Eu estava lá em casa sem fazer nada, e aí, uma coisa legal para se fazer quando não se tem nada para fazer é desenhar. Eu peguei uma caneta, um papel e fiz um desenho bem doido.

Eu achei o desenho o maior legal e fui mostrar para a minha mãe, que estava trocando a Catarina.

Ela deu uma olhada e disse: “Parece um Picasso”.

“Não, é uma cara. Só que eu desenhei os olhos, as orelhas, o nariz e a boca fora da cara.”

“Então, por isso é que parece um Picasso. Picasso foi um desenhista muito importante e ele fazia mais ou menos isso que você fez.”

 “Ah, legal”, eu disse.
 
Nessa hora a Catarina pegou e soltou o maior punzão. A minha mãe até disse: “Catarina, como uma menina tão pequena solta um pum tão fedido!?”
 
Mas o pior é que não era um pum comum. Era um pum de pirlimpimpim. Daí eu fiquei meio tonto e fechei os olhos. Quando abri de novo, estava num parque. E do meu lado tinha um menino de uns treze anos desenhando uma pomba na areia.
 
“Oi”, eu falei.
 
“Olá”, ele disse.
 
“O meu nome é Leocádio, mas pode me chamar de Lelê.”
 
“O meu é Pablo Diego José Francisco de Paula Juan Nepomuceno María de los Remedios Cipriano de la Santíssima Trinidad Ruiz y Picasso. Mas o pessoal me chama de Picasso, porque é um nome meio esquisito.”
 
“É esquisito mesmo. Se você estudasse na minha escola iam tirar sarro de você todo dia. Acho que eu vou te chamar de Pablo, se não eu vou rir toda vez que disser o seu nome.”
 
“Tudo bem.”
 
“O que você está desenhando, Pablo?”
 
“Pombas. Eu adoro desenhar pombas. Aprendi com o meu pai. É a coisa que ele mais gosta de pintar.”
 
“Legal.”
 
“Eu também gosto de desenhar touradas.”

 


“Por quê?”
 
“Porque é uma coisa muito bonita. Eu sempre via lá em Málaga, a cidade onde eu nasci. Mas eu não pagava a entrada, porque a gente é meio pobre. É que a arena era perto de um morro, então eu subia lá e ficava vendo a tourada.”
 
“Você torcia para quem?”
 
“Para o toureiro, é claro. Não tem coisa mais elegante que um toureiro.”
 
“Se você conhecesse o meu tio, ia ver que tem Torero que se veste o maior mal. Ele parece o Agostinho da Grande Família. Mas por que você não mora mais nessa tal de Málaga?”
 
“É que teve um grande terremoto lá. Foi bem no Natal.
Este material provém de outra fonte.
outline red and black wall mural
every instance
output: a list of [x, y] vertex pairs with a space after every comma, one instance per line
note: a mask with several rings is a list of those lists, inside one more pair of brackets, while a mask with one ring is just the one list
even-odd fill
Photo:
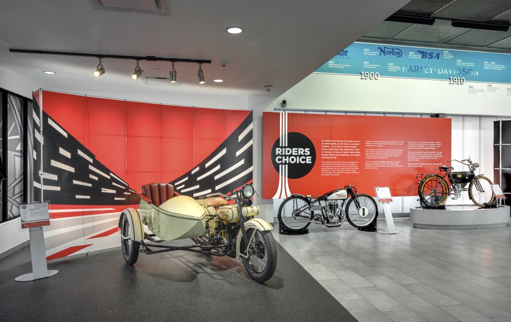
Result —
[[251, 111], [34, 96], [34, 199], [51, 203], [49, 259], [118, 246], [115, 220], [143, 185], [196, 198], [252, 181]]

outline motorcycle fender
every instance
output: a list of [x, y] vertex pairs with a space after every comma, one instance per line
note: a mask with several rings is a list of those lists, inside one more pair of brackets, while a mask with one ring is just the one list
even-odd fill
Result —
[[[245, 223], [245, 230], [250, 228], [254, 228], [260, 231], [269, 231], [273, 228], [273, 226], [264, 219], [253, 218]], [[236, 258], [240, 258], [240, 244], [241, 243], [241, 229], [238, 232], [238, 237], [236, 238]]]
[[125, 216], [128, 218], [131, 227], [131, 239], [135, 241], [142, 241], [144, 240], [144, 225], [140, 219], [138, 212], [134, 208], [127, 208], [123, 211], [119, 218], [119, 223], [118, 225], [119, 231], [123, 228], [123, 221]]

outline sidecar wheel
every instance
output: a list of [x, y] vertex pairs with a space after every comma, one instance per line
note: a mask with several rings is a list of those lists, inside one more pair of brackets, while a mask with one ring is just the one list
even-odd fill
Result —
[[[123, 249], [123, 256], [126, 264], [132, 265], [138, 259], [138, 243], [131, 239], [131, 229], [130, 228], [129, 221], [124, 219], [123, 223], [121, 237], [121, 248]], [[124, 237], [124, 238], [123, 238]]]
[[246, 258], [242, 256], [243, 265], [252, 279], [259, 283], [266, 282], [273, 275], [277, 267], [277, 247], [271, 232], [254, 228], [247, 231], [249, 240]]

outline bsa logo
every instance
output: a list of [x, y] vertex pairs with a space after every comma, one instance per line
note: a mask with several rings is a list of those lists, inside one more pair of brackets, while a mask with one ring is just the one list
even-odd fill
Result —
[[389, 48], [388, 47], [378, 47], [380, 50], [380, 56], [395, 56], [400, 57], [403, 55], [403, 52], [399, 48]]
[[417, 53], [421, 54], [421, 58], [427, 58], [428, 59], [440, 59], [440, 53], [437, 53], [435, 55], [433, 52], [428, 52], [423, 51], [422, 50], [416, 51]]

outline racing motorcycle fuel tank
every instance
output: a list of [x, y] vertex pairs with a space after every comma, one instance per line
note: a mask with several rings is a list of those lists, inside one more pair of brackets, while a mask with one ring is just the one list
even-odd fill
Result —
[[348, 198], [348, 193], [345, 189], [341, 189], [330, 194], [327, 198], [327, 200], [339, 200]]

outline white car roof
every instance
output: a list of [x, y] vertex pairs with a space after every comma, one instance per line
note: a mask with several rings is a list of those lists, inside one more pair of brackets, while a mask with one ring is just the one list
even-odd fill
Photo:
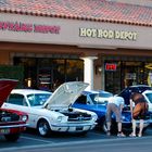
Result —
[[49, 92], [49, 91], [45, 91], [45, 90], [36, 90], [36, 89], [13, 89], [11, 91], [11, 93], [21, 93], [21, 94], [30, 94], [30, 93], [52, 93], [52, 92]]

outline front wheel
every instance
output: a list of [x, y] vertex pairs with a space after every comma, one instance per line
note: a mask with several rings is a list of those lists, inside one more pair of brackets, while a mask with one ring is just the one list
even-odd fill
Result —
[[21, 134], [9, 134], [9, 135], [4, 135], [4, 138], [8, 140], [8, 141], [17, 141], [18, 138], [20, 138], [20, 135]]
[[49, 123], [46, 119], [39, 121], [39, 123], [37, 125], [37, 130], [38, 130], [39, 135], [42, 137], [49, 136], [50, 131], [51, 131]]

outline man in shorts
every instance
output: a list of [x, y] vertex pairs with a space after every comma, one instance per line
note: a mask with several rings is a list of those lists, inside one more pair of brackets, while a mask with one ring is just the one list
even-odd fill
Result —
[[141, 93], [135, 92], [131, 94], [130, 112], [132, 117], [132, 132], [130, 134], [130, 137], [136, 137], [136, 121], [140, 121], [138, 137], [142, 136], [148, 109], [148, 103]]
[[122, 131], [122, 110], [124, 107], [124, 99], [122, 97], [111, 97], [107, 106], [106, 106], [106, 126], [107, 132], [106, 135], [111, 135], [111, 123], [112, 123], [112, 114], [114, 113], [116, 116], [118, 137], [125, 137]]

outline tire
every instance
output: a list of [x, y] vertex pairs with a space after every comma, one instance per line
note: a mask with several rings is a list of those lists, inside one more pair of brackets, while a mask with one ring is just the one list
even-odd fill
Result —
[[9, 134], [9, 135], [4, 135], [4, 138], [8, 140], [8, 141], [17, 141], [18, 138], [20, 138], [21, 134]]
[[42, 137], [48, 137], [51, 132], [49, 123], [46, 119], [40, 119], [37, 125], [38, 134]]

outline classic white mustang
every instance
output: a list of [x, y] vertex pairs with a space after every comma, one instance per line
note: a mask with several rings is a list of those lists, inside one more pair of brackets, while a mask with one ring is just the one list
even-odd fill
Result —
[[26, 112], [28, 127], [36, 128], [40, 136], [48, 136], [52, 131], [86, 134], [94, 128], [97, 114], [71, 107], [86, 87], [86, 83], [71, 81], [61, 85], [53, 93], [14, 89], [2, 106]]

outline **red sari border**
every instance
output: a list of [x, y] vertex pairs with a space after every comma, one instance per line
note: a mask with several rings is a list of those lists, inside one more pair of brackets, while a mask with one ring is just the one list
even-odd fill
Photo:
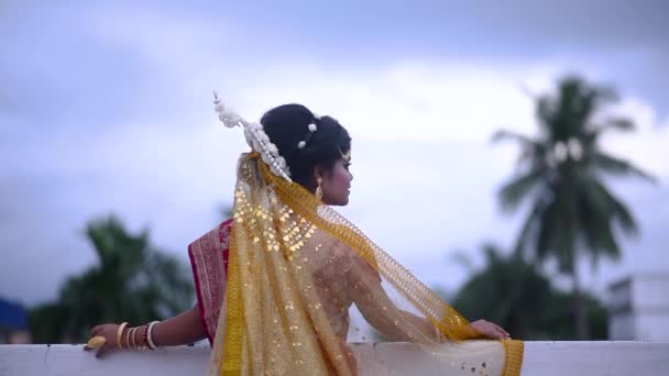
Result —
[[188, 245], [197, 307], [209, 344], [216, 335], [218, 318], [226, 296], [231, 228], [232, 219], [229, 219]]

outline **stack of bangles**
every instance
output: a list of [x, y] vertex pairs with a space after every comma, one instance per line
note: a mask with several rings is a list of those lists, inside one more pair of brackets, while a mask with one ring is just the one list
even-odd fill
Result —
[[[122, 350], [134, 350], [134, 351], [143, 351], [143, 350], [156, 350], [158, 346], [153, 341], [153, 328], [160, 321], [152, 321], [146, 325], [129, 328], [128, 322], [123, 322], [119, 325], [117, 331], [117, 346]], [[140, 338], [136, 338], [138, 331], [140, 332]], [[87, 346], [90, 349], [98, 349], [102, 346], [107, 342], [103, 336], [96, 335], [88, 341]]]

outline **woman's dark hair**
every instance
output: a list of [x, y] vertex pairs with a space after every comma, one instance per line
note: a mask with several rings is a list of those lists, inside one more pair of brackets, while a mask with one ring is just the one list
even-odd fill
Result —
[[[334, 163], [351, 150], [349, 132], [330, 117], [316, 119], [301, 104], [284, 104], [267, 111], [261, 124], [278, 153], [286, 159], [290, 178], [304, 187], [314, 185], [314, 167], [331, 170]], [[316, 132], [309, 131], [316, 124]], [[306, 141], [304, 147], [298, 147]]]

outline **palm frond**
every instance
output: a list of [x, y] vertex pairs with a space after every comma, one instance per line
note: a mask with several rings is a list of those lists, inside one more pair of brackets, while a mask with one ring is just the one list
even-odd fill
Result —
[[509, 212], [518, 209], [520, 202], [530, 196], [531, 190], [540, 185], [545, 174], [546, 169], [535, 168], [504, 185], [498, 193], [502, 209]]

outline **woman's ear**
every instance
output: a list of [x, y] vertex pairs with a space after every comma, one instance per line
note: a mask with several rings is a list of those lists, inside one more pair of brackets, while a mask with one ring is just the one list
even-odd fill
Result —
[[322, 165], [314, 166], [314, 181], [318, 185], [318, 181], [323, 181], [328, 177], [328, 169]]

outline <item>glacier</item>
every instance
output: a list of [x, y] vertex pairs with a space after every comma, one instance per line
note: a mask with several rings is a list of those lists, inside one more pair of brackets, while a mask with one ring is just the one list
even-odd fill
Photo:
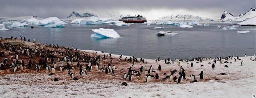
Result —
[[4, 24], [0, 23], [0, 30], [8, 30], [8, 29], [6, 29], [4, 26]]
[[64, 27], [66, 24], [67, 23], [56, 17], [50, 17], [40, 20], [38, 26], [44, 26], [46, 28], [62, 28]]
[[28, 25], [26, 23], [15, 22], [13, 22], [12, 25], [8, 26], [7, 27], [9, 28], [27, 27]]
[[92, 29], [95, 34], [91, 35], [91, 37], [97, 38], [116, 38], [120, 35], [113, 29], [100, 28], [99, 29]]

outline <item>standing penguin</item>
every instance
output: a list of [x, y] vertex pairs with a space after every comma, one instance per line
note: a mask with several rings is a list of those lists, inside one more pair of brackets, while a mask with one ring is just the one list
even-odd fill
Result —
[[214, 64], [212, 64], [212, 69], [214, 69], [215, 68], [215, 65], [214, 65]]
[[161, 70], [161, 65], [159, 64], [159, 66], [158, 66], [158, 70]]
[[203, 71], [201, 71], [201, 73], [198, 75], [200, 75], [200, 79], [203, 79], [203, 78], [204, 78], [204, 73]]

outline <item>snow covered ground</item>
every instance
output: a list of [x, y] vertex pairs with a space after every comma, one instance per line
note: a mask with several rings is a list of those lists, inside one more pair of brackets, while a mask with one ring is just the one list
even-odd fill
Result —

Depois disso o meu pai ficou com medo e arranjou um emprego de professor de pintura aqui.”
 
“Aqui é onde?”
 
“Você não sabe? É a cidade de Coruña.”
 
“E em que ano a gente está?”
 
“1894, é claro.”
 
“É claro...”

 Esse é um desenho do Pablo. São dois namorados na areia da praia. mas ele fez esse desenho quando já era meio velho.


 
Eu até pensei em explicar para ele que o pum de pirlimpimpim me faz viajar no tempo e no espaço, mas aí eu vi que ele estava me desenhando com um pauzinho na areia e deixei para lá.
 
“Ei, esse sou eu!”, eu disse.
 
“Ficou parecido, não é?”
 
“Igualzinho! Você é o maior bom!”
 
“Dizem que eu já desenho tão bem quanto Rafael.”
 
“O Rafael da minha classe?”
 
“Não, o Rafael pintor, que já morreu.”
 
“E ele era bom?”


 Esse é um quadro do Pablo que ele fez quando tinha uns 15 anos.

 

 
“Ótimo!”
 
“Então você vai ser que nem ele.”
 
“Talvez, mas não sei se é isso que eu quero.”
 
“O que que você quer?”
 
“Não sei. Mas não é desenhar as coisas que nem elas são. Isso a fotografia já faz bem melhor do que a pintura. Eu queria desenhar as coisas de um jeito diferente.”
 


Bom, aí ele me deu uma varinha e nós dois ficamos desenhando no chão. Enquanto isso o Pablo me contou que a coisa que ele mais gostava na vida era desenhar. Ele desenhava o tempo todo. Até na escola. Por isso as notas dele eram muito ruins. O Pablo também me contou uma história meio esquisita. Disse que quando ele nasceu, ele nasceu morto. Mas aí o tio dele, que se chamava Salvador, fumou um charuto e deu uma baforada na cara dele, e o Pablo começou a chorar.
 
“Entendeu? Nasci graças ao sopro do Salvador”, ele disse, e começou a rir.
 
Não sei, não. Achei essa história meio mentirosa.
 
Bom, mas aí, com a minha varinha, eu fiquei fazendo um desenho que nem o que eu tinha feito para a minha mãe.
 
Quando o Pablo viu o que eu fiz, ele falou: “Caramba! Adorei!”
 
“Sério? Eu achei meio esquisito.”
 
“Que nada! É assim que eu quero desenhar um dia. Quando eu era criança, eu já desenhava que nem o Rafael. Mas eu tenho é que aprender de novo a desenhar como uma criança!”
 
“Quer que eu te dê uma aula?”, eu perguntei.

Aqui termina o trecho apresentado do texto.